The damaged past, artfully reused

That last video wasn’t meant to imply that I spent yesterday procrastinating on a project. Far from — I spent the day getting ready for the next few months, which, if you care to see it that way, will be a project in itself. Because I have this vision of how I want to live for the next while, which involves early rising and healthy eating and lots of exercise, lots of long walks and violin practice, frugality from day to day but weekly splurging on time out with friends, a lot of staying in at night, not too much booze, not too much coffee, plenty of water, enjoying my job, saving money. And of course plenty of writing. Plenty of reading and movies and plenty of blogging about both.
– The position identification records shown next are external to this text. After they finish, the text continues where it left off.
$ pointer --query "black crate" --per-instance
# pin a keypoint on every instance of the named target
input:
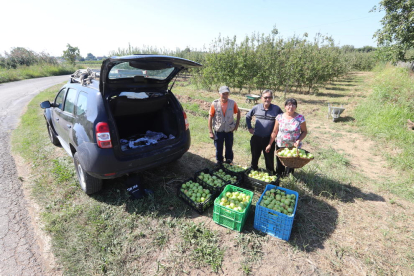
(256, 184)
(200, 207)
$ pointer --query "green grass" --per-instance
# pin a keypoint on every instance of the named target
(383, 117)
(37, 71)
(110, 234)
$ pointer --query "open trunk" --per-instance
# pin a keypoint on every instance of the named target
(146, 120)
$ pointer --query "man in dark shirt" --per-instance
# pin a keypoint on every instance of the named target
(265, 114)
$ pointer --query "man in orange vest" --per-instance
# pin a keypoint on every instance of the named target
(221, 120)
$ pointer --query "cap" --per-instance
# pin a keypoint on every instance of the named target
(224, 89)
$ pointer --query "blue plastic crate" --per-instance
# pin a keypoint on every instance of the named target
(272, 222)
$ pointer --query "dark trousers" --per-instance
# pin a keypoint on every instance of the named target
(257, 146)
(224, 139)
(280, 169)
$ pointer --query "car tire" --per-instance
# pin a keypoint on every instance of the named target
(52, 136)
(88, 183)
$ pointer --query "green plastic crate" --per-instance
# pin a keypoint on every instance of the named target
(228, 217)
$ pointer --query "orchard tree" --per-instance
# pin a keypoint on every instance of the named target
(397, 32)
(70, 54)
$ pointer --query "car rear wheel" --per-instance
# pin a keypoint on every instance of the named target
(52, 136)
(88, 183)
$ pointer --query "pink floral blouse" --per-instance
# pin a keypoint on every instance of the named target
(289, 130)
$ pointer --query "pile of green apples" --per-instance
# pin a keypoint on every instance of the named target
(226, 177)
(262, 176)
(279, 201)
(293, 153)
(211, 180)
(237, 201)
(234, 168)
(195, 191)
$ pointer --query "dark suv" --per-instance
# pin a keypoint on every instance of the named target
(120, 120)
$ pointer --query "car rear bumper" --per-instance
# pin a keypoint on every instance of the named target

So I cleaned the office and cleared my desk, and dealt with my email and my bills. It feels so liberating to have an empty inbox. No demands you haven’t met, no debts or obligations owed to anyone in the world. I listened to Adrian Sherwood and then Ljova. I went online and bought six new T-shirts and six desperately-needed pairs of socks, and an army-brown cotton hoodie. I made rice and beans and ate some of the tamales we made the other day, drank two glasses of wine and two glasses of water and two cups of coffee (not in that order) and caught up on back issues of the New Yorker. The trivial things you do to prepare yourself for the week and the month ahead that aren’t actually trivial at all.
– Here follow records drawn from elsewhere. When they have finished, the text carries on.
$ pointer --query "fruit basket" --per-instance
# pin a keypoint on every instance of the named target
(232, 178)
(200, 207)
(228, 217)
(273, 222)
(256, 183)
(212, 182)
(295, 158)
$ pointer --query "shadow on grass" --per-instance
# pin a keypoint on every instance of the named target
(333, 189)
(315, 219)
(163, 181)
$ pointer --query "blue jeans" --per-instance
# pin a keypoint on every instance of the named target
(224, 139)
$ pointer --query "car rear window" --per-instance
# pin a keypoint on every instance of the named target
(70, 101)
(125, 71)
And I sat down at my desk to do some writing, yesterday’s blog post. My desk is a pine dressing table that belonged to Torrey’s grandmother, Maxine. I never met her but I think about her all the time because of this desk. It has a drawer to the left, and next to it, in front of me, there’s a deep compartment with an open front. There’s no evidence there was ever a drawer to put there. Inside the compartment I store a ream of blank writing paper and my current notebook. It’s where I do almost everything when I spend the day at home. The corner is conducive to writing and reading and watching movies, and conducive to writing about reading and watching movies. Torrey calls it Command Central because of my dual-monitor setup.
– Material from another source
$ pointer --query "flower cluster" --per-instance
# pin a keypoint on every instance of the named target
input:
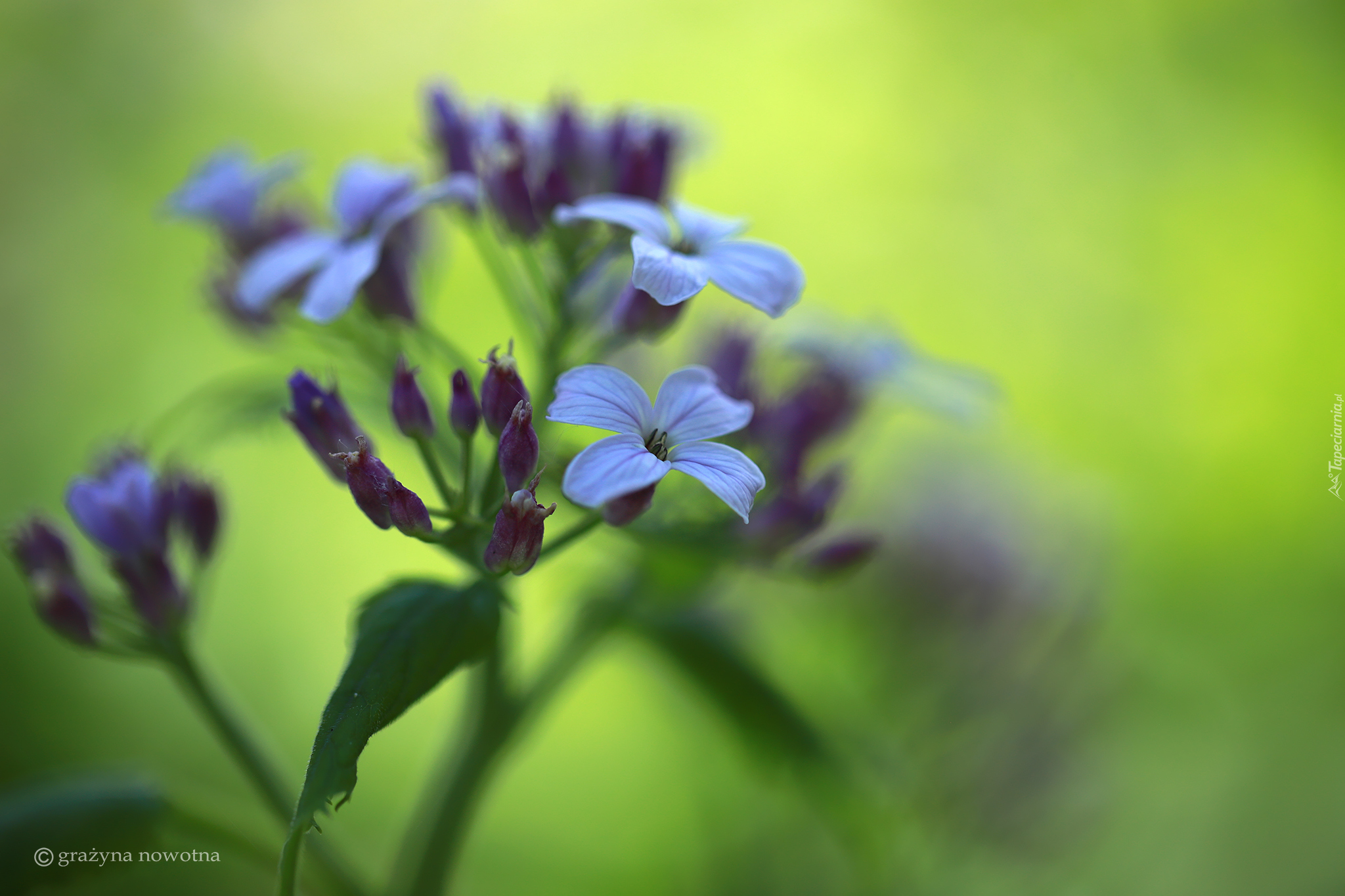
(575, 217)
(131, 513)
And now I’m thinking about this writing project I’m back to working on. It’s a story superficially about a long-past breakup, the scene revisited by the guy in present time. I was going to get feedback on it from two different friends, but before I could do so they started going through their own messy breakups and I didn’t want to impose on them. August is breakup season in San Francisco, as everyone knows, so I really should have known better. But anyway that’s just the surface movement. What it’s really about is the work of uncovering the past — or not so much recovering memories as going back to the scene of an event to create a mental version of the past that seems richer, more true somehow, though it’s probably just as false to the past, in its way, as your original impressions. We all do this whenever we visit a place we lived for a few months, or a year. It looks different but it reminds you of things you’d also forgotten, and you create a different narrative on the spot.

Paul Collins writes about how Richard Booth scorns the people who come into Hay, buy up local properties and renovate them:

A visitor like me sees nothing but quaintness in Hay, and a certain stark beauty in ruins; but a longtime resident sees … well, ruin. And yet to harangue against their renovation seems hopeless too. Decay might be the best growth industry left in Wales. The damaged past, artfully reused, is all most of us ever have to work with anyway.

That’s exactly what I’m trying to get at in this story, how we artfully reuse the damaged past — not just writers, but everybody. And I’m not sure I’m getting there, quite. But the only thing I can do is my best.